Speak No Evil

"A volte è spaventoso come perdiamo la capacità di trovare la nostra strada nella vita".
Una famiglia danese fa visita a una coppia olandese che ha conosciuto in vacanza. Quello che doveva essere un viaggio di piacere si trasforma lentamente in un incubo mentre i danesi cercano di rimanere educati davanti a comportamenti sempre più estremi.
La domanda che il film pone è fino a che punto siamo pronti a ignorare i nostri istinti animali in nome della buona educazione? Le norme morali al giorno d'oggi dominano ogni nostra scelta, i passi che muoviamo nel mondo sono dettati da cosa è giusto fare, cosa ci è permesso fare, ma se veniamo calati in un contesto sociale fuori dal normale, dove la coppia di fronte a noi non rispetta le nostre stesse regole, perché noi continuiamo a rispettarle?

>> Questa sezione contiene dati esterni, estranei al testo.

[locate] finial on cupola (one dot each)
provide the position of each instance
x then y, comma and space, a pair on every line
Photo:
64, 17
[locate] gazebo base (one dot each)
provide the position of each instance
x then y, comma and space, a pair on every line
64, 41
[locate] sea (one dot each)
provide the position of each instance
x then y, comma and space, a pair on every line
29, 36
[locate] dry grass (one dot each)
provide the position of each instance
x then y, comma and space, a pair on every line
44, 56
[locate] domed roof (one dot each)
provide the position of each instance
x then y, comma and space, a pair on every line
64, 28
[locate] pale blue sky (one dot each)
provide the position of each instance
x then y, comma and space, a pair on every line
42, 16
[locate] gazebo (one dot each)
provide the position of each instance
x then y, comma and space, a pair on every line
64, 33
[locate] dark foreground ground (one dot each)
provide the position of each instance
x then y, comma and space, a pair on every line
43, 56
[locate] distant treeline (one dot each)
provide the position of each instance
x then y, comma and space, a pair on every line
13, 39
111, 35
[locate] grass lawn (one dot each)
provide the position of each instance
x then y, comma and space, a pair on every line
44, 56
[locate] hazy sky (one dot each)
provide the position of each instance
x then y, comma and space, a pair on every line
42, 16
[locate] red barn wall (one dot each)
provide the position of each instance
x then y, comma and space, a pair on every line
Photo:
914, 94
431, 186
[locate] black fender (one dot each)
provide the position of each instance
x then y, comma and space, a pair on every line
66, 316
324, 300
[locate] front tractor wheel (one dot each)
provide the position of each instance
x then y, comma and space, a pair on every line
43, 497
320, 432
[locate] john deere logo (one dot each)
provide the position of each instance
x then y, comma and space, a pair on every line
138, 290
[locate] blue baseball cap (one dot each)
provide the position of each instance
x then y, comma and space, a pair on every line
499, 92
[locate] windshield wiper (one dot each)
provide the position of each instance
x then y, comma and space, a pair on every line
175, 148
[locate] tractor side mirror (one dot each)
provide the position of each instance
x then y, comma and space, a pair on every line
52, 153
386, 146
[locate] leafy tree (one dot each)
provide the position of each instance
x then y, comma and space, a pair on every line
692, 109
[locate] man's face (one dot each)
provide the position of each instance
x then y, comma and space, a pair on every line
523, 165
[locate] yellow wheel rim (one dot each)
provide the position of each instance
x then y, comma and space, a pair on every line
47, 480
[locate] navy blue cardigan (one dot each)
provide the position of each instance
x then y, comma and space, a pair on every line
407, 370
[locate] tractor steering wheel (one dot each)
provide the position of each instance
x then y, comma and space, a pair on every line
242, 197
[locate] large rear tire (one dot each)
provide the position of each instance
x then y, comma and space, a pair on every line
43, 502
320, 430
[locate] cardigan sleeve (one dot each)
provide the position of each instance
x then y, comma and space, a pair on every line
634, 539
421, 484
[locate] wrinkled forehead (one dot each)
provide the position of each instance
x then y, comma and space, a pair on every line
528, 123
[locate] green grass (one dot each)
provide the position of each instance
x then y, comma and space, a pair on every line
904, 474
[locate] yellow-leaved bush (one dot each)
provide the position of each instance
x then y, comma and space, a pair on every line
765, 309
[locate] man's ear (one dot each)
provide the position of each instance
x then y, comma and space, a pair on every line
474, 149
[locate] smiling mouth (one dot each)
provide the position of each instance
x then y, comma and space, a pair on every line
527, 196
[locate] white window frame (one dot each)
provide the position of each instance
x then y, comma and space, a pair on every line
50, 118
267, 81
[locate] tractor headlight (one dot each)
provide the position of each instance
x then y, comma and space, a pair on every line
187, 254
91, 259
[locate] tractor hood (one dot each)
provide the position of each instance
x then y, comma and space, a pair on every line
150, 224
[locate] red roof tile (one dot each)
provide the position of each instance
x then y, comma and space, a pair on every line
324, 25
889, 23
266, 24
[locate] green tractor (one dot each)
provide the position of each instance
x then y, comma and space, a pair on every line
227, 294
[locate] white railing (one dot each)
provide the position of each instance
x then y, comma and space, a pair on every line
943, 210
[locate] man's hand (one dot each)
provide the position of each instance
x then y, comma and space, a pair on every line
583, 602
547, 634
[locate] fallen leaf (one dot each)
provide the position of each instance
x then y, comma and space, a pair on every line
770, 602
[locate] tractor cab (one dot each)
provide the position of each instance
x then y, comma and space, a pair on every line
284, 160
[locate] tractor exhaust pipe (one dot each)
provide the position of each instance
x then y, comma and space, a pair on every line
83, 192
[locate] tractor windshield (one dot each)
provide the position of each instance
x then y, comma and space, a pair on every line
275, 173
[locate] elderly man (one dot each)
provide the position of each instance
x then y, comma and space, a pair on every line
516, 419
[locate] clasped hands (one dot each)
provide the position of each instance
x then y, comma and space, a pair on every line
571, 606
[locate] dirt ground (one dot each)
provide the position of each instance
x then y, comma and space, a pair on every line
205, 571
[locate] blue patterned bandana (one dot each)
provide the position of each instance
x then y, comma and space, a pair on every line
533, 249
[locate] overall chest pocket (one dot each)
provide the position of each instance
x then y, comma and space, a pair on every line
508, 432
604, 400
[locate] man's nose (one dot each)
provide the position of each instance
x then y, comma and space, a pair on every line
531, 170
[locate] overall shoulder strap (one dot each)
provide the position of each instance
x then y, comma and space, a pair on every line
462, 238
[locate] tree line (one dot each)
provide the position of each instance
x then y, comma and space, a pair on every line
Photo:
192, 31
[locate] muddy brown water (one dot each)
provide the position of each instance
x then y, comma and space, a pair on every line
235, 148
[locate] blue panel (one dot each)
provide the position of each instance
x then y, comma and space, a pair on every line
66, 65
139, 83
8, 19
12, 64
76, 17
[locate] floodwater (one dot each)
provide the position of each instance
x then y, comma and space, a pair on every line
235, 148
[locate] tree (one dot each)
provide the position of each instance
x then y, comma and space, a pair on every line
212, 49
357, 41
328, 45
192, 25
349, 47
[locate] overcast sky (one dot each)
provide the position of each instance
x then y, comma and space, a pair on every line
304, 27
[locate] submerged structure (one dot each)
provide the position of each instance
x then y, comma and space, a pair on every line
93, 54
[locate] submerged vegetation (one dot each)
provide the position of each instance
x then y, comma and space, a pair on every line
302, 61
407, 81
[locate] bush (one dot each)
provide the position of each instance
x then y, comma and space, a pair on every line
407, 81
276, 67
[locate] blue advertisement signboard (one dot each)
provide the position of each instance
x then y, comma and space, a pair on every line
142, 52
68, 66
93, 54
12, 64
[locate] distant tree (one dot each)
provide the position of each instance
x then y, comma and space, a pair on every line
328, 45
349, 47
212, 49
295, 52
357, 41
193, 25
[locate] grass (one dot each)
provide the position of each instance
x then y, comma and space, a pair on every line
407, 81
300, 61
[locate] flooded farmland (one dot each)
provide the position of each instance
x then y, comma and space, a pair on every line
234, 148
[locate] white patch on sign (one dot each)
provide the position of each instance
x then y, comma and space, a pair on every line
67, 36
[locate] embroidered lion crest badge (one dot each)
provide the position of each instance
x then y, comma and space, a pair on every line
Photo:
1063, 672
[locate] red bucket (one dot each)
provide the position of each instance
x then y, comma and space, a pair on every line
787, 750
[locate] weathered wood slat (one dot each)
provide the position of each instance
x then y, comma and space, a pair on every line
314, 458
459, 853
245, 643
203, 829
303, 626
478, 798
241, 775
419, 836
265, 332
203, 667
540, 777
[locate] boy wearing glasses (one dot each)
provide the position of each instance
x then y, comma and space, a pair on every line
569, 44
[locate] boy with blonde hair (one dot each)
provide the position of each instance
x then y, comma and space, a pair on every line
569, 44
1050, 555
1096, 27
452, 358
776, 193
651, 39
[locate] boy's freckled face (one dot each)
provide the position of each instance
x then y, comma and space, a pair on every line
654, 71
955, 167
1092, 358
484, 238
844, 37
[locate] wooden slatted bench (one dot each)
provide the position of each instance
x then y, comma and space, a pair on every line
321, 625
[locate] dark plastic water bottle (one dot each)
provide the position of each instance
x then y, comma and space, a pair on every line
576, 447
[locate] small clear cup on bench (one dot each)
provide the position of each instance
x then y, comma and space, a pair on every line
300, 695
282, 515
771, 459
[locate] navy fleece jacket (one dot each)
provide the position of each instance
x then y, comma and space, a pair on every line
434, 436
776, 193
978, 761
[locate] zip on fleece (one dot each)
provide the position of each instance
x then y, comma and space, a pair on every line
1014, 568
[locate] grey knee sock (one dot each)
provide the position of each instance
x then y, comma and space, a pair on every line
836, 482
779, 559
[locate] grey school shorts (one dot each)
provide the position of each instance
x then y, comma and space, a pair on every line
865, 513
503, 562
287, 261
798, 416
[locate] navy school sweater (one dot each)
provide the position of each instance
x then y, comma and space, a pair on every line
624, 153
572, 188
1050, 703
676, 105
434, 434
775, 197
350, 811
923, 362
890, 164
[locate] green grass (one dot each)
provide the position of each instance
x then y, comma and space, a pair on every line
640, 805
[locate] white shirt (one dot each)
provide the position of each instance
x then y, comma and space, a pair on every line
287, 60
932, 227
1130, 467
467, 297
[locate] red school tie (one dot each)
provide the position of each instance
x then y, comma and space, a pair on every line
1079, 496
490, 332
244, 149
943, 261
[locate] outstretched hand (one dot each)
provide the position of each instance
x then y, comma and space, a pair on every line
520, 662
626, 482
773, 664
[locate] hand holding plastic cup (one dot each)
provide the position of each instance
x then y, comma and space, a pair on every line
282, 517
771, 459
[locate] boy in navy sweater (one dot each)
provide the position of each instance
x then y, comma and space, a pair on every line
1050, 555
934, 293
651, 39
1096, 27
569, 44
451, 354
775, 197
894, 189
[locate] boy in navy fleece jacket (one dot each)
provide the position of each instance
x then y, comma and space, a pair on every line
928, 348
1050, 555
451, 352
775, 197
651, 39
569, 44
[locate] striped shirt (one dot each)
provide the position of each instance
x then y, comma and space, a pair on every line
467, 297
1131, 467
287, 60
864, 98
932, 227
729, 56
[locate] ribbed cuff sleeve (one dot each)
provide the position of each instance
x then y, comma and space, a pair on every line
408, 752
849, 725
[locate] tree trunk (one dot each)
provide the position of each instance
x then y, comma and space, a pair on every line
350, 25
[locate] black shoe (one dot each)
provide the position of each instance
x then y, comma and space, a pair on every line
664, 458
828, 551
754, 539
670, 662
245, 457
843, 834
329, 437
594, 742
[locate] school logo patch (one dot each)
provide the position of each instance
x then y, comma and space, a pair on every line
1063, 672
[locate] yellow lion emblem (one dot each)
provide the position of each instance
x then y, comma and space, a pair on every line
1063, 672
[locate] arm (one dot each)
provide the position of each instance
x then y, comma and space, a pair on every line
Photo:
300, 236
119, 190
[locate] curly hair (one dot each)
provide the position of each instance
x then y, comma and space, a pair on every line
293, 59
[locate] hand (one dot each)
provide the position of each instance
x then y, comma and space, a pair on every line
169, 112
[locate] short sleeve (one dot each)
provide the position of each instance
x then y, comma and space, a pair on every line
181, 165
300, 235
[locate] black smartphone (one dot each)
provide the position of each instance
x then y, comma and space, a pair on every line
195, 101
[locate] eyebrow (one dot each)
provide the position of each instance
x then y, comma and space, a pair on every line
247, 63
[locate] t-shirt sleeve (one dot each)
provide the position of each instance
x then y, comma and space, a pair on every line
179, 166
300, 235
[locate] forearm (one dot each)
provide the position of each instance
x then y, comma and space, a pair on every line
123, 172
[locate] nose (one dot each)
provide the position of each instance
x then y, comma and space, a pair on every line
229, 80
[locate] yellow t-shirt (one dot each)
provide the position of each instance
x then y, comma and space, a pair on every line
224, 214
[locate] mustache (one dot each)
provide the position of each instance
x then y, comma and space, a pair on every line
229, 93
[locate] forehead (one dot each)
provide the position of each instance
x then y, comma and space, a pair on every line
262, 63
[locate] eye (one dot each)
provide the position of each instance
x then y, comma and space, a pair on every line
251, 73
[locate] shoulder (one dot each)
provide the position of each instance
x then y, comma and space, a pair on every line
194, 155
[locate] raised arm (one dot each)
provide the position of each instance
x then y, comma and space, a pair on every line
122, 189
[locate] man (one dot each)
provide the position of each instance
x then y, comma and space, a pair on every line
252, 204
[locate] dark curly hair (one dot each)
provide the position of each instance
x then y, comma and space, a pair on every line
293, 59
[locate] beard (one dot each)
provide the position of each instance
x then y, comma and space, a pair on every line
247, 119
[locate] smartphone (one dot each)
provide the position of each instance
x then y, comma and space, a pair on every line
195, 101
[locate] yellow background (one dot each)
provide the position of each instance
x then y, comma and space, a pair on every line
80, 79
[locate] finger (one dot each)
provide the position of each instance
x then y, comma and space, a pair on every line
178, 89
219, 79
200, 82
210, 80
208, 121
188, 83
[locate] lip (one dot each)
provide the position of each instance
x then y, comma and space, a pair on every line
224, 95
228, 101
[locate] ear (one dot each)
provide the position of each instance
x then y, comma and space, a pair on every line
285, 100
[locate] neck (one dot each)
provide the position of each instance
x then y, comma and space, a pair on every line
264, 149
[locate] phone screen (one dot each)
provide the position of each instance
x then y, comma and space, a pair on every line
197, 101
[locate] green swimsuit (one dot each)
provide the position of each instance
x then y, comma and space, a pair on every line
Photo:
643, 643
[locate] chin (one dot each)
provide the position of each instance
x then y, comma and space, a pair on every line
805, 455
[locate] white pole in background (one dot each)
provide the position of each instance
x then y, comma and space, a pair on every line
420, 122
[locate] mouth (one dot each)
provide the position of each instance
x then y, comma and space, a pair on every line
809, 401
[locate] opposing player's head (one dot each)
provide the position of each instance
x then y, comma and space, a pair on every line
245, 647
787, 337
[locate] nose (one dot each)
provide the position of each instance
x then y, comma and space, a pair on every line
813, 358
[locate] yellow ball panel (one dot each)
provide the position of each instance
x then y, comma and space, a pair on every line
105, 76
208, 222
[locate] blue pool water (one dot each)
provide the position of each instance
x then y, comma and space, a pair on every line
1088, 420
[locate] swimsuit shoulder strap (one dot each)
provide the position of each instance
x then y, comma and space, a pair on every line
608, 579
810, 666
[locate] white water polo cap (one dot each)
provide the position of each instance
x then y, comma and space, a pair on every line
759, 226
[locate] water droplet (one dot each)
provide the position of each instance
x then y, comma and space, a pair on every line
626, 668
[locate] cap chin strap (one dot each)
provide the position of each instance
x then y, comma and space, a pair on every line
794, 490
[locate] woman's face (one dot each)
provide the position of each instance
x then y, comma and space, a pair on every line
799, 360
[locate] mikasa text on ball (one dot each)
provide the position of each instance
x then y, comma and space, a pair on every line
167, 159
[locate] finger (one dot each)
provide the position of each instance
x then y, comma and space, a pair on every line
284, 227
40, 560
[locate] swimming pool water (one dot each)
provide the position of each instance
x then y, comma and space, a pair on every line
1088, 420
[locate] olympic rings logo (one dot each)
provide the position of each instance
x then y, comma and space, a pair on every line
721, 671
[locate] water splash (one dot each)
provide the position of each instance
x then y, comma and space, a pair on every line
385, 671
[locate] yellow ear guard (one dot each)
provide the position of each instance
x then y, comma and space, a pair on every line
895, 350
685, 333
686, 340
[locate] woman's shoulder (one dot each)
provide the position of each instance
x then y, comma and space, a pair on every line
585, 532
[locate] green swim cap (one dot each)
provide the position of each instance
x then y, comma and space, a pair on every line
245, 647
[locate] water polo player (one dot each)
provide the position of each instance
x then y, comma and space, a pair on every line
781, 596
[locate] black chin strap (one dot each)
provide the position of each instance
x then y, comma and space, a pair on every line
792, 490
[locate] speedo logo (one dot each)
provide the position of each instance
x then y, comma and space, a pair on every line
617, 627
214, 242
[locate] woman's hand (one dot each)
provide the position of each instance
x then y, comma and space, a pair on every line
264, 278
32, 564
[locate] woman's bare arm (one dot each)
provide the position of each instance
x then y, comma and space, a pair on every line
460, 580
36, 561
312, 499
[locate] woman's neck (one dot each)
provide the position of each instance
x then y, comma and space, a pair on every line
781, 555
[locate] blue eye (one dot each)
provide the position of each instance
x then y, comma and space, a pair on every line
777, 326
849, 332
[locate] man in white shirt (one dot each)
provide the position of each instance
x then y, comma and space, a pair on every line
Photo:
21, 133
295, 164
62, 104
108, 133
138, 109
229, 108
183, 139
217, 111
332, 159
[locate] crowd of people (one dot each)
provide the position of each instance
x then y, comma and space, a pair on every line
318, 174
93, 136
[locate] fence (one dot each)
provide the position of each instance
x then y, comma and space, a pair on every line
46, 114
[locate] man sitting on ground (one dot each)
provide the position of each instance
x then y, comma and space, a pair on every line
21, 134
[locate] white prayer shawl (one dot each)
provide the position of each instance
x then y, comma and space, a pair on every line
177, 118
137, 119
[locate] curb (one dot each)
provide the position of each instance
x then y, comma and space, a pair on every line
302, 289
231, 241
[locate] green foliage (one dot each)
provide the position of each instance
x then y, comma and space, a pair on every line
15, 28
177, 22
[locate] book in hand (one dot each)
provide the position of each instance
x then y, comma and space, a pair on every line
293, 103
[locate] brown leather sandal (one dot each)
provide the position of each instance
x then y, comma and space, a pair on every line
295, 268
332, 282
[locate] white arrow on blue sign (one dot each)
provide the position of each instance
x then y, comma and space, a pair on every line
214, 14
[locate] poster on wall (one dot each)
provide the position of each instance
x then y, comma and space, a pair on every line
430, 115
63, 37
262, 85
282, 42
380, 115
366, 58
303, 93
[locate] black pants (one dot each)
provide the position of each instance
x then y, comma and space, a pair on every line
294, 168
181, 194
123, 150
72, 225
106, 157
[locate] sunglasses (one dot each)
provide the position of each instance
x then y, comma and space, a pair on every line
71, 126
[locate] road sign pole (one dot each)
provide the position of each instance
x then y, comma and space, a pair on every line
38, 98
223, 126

Il film ci trasforma, da spettatori passivi veniamo inglobati nel film, mettiamo in dubbio le scelte dei personaggi e gridiamo allo schermo cosa fare, ma siamo sicuri che non ci comporteremmo come loro nella medesima situazione?
L'aspetto interessante del film è che in qualche modo riflette ciò che accade quando qualcuno usa la nostra gentilezza e i nostri valori contro di noi. Il film ti fa arrabbiare, ed è questo il punto, ed è proprio per questo che funziona. Si scontra con il corpo, la mente e le emozioni. Crea una storia che si sarebbe potuta evitare se si fosse voluto. Un paradosso grottesco. Tramite l'aggressività passiva, il film crea finzione e una possibilità che alla fine non sembra realistica. Tuttavia, questa è una regia molto controllata nel suo stile, un regia che intenzionalmente alimenta l'incertezza, gli sguardi, la follia. È come una persona talmente manipolabile che se le dici di saltare in un pozzo a testa in giù, salterà in un pozzo a testa in giù.
Questa rabbia che crea il film è interessante. Vuole riflettere la frustrazione nelle situazioni di vita reale in cui le persone non si difendono, e allo stesso tempo il film vuole spingerti a un punto in cui è insopportabile assistervi. Ogni dettaglio, silenzio, conversazione, sguardo è inserito nella storia con uno scopo. Il film non commette errori, i suoi personaggi commettono errori perché esso glielo permette.

Il film crea rabbia e frustrazione, perché vuole scuoterci, vuole costringerci a uscire dalla bolla in cui viviamo, quella bolla che non scoppia e non vuole essere scoppiata. Urli al film, ma è solo un sussurro nel vuoto. Lo lasci accadere perché non puoi farci niente. Odi i personaggi del film perché non fanno niente. Questa è la connessione a cui probabilmente mira il film: impotenza in mezzo al male. E di fatto in questa storia, non ci sono persone vere, solo il male di cui non ti è permesso parlare.